Die Kameralistik (von lateinisch camera, „Zimmer, Gewölbe“, hier etwa „fürstliche Schatztruhe“; vgl. Kämmerer), auch kameralistische Buchführung oder Kameralbuchhaltung, ist ein Verfahren der Buchführung, das noch in der öffentlichen und kirchlichen Verwaltung angewendet wird, jedoch zunehmend durch andere Verfahren ersetzt wird.
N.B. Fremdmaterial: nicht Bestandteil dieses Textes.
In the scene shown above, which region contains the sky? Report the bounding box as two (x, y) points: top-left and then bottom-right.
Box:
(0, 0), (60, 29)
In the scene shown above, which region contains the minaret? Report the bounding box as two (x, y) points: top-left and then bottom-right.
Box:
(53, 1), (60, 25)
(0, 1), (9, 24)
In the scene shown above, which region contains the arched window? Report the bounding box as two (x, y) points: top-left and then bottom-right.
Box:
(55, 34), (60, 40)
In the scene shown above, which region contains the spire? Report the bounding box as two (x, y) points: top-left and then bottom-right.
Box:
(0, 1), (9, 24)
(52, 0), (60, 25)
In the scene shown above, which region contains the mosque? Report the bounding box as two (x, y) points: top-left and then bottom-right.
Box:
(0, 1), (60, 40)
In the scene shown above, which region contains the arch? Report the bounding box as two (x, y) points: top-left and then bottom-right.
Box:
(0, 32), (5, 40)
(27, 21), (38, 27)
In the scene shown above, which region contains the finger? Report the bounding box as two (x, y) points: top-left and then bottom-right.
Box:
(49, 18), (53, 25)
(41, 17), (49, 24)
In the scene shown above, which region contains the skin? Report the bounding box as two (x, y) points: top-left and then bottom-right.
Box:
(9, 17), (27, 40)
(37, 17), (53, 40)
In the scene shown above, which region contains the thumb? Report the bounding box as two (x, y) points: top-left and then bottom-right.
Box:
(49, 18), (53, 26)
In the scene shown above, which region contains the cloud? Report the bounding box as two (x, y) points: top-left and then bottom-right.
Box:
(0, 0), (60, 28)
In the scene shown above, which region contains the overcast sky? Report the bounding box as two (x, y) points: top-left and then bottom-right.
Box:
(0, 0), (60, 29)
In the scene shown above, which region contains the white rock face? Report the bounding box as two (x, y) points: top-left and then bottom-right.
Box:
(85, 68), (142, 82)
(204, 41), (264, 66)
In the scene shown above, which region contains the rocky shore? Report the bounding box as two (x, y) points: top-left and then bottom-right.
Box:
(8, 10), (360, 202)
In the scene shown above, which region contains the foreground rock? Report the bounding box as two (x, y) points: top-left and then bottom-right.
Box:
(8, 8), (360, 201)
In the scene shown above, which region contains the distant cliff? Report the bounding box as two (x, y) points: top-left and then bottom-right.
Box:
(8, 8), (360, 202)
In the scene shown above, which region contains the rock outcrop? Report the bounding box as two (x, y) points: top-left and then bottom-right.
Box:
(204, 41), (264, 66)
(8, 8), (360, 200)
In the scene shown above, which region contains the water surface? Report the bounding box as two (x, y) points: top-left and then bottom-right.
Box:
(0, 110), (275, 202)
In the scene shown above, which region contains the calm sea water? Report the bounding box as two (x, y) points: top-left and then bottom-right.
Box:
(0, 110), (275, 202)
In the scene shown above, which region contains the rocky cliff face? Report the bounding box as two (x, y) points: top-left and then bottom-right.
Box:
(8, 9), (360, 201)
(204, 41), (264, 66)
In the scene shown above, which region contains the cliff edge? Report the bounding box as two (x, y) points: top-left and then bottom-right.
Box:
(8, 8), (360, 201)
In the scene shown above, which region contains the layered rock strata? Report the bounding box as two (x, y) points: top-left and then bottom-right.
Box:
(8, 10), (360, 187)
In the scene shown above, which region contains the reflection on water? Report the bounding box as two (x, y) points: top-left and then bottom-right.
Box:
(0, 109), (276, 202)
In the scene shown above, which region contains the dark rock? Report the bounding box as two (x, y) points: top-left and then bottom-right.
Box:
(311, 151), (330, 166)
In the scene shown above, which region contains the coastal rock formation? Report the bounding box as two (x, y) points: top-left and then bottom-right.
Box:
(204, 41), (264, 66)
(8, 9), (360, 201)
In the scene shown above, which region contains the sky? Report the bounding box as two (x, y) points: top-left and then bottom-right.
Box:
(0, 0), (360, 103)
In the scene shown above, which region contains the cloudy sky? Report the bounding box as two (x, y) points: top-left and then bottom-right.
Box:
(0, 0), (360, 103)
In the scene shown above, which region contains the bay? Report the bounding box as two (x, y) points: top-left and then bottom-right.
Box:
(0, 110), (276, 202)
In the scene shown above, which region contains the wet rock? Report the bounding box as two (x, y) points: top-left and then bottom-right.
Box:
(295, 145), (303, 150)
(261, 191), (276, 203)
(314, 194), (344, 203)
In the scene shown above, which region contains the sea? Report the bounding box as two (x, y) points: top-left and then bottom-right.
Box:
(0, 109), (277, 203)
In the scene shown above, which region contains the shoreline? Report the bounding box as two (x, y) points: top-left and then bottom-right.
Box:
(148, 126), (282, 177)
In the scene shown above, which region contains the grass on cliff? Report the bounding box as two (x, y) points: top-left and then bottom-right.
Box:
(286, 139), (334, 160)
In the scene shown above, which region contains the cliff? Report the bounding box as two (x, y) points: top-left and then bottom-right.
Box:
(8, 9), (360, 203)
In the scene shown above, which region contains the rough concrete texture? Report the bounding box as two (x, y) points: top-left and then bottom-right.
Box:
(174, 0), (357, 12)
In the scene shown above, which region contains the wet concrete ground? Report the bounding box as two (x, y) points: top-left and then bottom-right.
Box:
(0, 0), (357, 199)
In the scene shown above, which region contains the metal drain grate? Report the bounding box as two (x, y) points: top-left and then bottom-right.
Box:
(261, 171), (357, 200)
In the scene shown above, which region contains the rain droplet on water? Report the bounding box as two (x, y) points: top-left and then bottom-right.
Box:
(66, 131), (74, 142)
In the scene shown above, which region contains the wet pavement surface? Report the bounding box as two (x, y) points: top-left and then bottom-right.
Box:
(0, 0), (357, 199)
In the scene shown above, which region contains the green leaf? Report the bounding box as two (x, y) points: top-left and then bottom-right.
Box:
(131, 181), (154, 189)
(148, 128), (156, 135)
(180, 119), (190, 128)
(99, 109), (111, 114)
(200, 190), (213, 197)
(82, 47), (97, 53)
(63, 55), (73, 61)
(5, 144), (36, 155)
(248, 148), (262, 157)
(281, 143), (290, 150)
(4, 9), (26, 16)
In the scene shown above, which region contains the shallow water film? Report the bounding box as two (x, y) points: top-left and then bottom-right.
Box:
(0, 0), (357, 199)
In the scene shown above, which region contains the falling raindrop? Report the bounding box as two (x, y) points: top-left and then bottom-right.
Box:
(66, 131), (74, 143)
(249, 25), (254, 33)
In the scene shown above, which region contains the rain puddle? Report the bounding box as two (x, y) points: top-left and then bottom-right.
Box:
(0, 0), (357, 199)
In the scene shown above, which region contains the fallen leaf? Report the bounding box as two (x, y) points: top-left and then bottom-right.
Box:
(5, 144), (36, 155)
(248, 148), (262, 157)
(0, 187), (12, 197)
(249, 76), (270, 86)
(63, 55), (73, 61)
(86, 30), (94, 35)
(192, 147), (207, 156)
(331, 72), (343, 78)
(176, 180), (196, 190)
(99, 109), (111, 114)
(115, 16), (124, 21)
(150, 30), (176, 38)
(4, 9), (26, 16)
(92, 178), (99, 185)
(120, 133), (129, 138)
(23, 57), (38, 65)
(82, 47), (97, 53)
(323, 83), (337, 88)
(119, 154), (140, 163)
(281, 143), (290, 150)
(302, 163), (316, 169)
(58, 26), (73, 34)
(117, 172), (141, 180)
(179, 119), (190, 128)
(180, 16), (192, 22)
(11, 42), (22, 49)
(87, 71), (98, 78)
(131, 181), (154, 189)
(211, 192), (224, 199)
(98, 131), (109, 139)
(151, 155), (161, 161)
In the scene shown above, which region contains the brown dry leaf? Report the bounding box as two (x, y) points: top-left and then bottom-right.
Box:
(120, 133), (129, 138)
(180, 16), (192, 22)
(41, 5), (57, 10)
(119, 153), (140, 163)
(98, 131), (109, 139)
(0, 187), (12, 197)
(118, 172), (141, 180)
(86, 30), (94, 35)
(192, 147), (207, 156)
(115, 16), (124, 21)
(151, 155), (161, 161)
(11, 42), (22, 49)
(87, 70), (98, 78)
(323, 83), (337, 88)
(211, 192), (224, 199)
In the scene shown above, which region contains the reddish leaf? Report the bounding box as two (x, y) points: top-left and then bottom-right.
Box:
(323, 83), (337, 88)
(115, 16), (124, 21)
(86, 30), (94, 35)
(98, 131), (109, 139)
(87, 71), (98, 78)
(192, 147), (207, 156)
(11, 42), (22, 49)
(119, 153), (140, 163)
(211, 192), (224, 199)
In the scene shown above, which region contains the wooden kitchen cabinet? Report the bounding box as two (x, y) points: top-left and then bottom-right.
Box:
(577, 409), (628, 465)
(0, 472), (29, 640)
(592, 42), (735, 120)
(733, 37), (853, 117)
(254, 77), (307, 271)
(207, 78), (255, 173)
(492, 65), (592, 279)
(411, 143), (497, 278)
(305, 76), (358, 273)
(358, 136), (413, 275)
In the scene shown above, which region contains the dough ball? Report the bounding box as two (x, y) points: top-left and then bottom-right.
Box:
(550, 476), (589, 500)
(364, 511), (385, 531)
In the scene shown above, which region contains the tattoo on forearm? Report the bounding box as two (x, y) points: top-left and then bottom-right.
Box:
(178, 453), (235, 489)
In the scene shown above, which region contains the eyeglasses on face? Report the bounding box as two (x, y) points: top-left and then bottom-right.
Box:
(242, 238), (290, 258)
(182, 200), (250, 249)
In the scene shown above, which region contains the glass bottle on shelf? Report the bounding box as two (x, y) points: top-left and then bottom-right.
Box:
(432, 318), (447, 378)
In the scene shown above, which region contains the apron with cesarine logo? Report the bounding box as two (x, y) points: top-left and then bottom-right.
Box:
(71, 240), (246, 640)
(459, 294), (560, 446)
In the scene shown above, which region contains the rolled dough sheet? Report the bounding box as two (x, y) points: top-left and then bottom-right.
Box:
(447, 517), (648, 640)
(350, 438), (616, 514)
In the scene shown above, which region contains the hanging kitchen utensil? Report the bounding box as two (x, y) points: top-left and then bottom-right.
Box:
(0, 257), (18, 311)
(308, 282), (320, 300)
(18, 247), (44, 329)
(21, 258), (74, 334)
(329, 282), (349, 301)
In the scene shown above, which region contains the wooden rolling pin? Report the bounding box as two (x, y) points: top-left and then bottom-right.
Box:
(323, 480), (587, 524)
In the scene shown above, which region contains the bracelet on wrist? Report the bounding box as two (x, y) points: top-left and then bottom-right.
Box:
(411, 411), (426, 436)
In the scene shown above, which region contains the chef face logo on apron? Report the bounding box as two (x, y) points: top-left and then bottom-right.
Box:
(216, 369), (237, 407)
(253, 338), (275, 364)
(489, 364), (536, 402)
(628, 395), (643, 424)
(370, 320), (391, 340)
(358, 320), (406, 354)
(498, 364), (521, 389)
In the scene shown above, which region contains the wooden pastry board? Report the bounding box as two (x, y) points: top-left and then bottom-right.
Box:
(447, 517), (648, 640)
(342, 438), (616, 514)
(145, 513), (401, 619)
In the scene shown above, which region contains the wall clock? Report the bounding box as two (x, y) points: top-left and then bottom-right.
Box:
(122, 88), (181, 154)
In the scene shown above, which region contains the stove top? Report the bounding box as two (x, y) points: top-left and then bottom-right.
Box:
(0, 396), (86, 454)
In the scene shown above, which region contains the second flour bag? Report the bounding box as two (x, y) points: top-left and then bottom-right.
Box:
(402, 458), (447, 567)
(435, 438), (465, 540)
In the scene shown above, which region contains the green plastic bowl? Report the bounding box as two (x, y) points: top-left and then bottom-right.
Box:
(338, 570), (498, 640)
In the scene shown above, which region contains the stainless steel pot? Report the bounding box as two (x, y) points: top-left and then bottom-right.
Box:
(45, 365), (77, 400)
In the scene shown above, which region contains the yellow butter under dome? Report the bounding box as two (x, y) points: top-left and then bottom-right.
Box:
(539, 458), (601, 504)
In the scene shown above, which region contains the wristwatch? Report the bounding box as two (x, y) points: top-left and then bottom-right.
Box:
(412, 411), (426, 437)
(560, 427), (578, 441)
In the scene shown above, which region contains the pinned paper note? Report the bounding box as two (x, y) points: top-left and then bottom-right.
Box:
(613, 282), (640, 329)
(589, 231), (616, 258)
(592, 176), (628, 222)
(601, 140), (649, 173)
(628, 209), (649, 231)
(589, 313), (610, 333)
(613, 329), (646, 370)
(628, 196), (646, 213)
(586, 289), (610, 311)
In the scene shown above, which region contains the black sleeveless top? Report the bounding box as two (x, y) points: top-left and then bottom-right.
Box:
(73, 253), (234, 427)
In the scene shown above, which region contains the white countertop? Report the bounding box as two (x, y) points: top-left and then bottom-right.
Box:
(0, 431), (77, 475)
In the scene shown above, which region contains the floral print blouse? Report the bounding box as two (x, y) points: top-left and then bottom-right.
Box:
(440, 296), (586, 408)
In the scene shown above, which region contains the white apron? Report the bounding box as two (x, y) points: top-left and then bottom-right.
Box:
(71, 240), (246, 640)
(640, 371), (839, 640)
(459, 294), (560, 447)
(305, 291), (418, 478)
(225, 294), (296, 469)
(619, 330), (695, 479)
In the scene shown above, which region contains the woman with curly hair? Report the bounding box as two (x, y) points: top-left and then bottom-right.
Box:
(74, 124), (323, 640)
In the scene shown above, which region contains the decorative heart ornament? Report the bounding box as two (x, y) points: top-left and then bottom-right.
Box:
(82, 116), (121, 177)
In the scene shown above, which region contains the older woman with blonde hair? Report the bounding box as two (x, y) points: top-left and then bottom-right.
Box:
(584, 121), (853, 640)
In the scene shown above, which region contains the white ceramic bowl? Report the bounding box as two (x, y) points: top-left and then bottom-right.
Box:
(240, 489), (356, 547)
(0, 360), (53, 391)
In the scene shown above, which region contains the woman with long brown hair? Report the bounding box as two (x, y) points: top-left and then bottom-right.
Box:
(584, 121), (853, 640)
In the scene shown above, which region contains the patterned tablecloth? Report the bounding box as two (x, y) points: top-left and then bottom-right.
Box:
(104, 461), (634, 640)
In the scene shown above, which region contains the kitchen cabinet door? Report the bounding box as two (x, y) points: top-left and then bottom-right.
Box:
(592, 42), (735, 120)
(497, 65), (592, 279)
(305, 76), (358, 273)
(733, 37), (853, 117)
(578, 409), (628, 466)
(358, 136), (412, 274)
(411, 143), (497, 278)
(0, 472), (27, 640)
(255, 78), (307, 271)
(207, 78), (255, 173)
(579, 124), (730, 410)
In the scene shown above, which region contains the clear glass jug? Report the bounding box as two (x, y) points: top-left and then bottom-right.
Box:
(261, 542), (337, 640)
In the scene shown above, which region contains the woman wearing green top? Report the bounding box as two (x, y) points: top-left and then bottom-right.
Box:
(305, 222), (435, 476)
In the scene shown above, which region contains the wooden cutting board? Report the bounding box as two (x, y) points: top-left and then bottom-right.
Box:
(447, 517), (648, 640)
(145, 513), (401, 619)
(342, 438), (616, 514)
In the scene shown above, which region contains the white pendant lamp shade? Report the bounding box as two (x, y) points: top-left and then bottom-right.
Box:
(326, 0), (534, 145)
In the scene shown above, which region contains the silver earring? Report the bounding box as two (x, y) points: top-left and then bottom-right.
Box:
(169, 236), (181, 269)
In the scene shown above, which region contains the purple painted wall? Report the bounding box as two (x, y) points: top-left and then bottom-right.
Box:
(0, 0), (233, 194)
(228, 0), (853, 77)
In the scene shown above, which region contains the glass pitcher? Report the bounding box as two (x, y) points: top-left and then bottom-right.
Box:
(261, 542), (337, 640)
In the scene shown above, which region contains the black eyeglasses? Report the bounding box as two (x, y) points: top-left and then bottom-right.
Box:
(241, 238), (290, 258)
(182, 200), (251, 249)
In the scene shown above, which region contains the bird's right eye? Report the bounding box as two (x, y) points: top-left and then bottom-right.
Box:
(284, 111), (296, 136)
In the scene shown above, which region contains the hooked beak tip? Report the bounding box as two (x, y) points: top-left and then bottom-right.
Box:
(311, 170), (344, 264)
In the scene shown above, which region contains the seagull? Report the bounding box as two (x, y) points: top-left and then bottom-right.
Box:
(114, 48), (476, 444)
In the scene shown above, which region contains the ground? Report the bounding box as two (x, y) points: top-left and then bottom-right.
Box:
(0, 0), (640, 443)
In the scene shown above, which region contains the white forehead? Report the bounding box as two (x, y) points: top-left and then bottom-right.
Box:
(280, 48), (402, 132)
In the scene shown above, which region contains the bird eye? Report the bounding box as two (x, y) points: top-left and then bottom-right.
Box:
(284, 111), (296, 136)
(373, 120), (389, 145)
Die vom Kameralismus abgeleitete Bezeichnung Kameralistik ist eine Bezeichnung der öffentlichen Verwaltung und der ihr angeschlossenen öffentlichen Unternehmen und Kommunalunternehmen. Die Kameralisten waren hohe Beamte im „Kammerkollegium“ eines (deutschen) Fürsten.

Im weiteren Sinn versteht man unter Kameralistik die so genannte Kameralwissenschaft, also die Wissenschaft von der staatlichen Verwaltung (Rechnungsführung, Finanz-, Wirtschafts-, Verwaltungslehre, Rechts- und Polizeiwissenschaft) und Volkswirtschaftspolitik, wie sie bis ins 20. Jahrhundert gepflegt wurde.

Im engeren Sinne wird mit Kameralistik eine Teildisziplin der Kameralwissenschaft bezeichnet, nämlich die Buchführung der Kameralisten, die bis heute praktiziert wird.

Kameralistik bezeichnet einerseits die rein formale Buchführungsmethode, die durch eine Einnahmenüberschussrechnung und periodengerechte Zuordnung gekennzeichnet ist. Im Unterschied dazu wird bei der Buchführungsmethode der Doppik auf zweiseitigen Konten (Soll- und Habenseite) gebucht.

Die im kameralen Rechnungswesen verwendeten Konten sind allerdings keine reinen Einnahme- und Ausgabekonten, sondern qualifiziert angelegt. Eine Einteilung in vier Spalten (Reste vom Vorjahr, lfd. Soll, Ist, neue Reste: so genannte kamerale 4-Spalten-Buchhaltung) ermöglicht nicht nur die Darstellung der im jeweiligen Haushaltsjahr vereinnahmten Einzahlungen oder geleisteten Auszahlungen, sondern auch die noch nicht beglichenen Einnahmeansprüche oder Ausgabeverpflichtungen (Forderungen und Verbindlichkeiten). Zudem lässt die 4-Spalten-Buchhaltung auch den Bestandsnachweis von Geldanlagen, Sachanlagen/Finanzanlagen, Schulden (Kassenkrediten), Rücklagen und sonstiger Bestandsgrößen zu. Das ebenfalls kamerale Ist-Rechnungssystem des Bundes und vieler Bundesländer übernimmt diese 4-Spalten-Systematik indes nicht.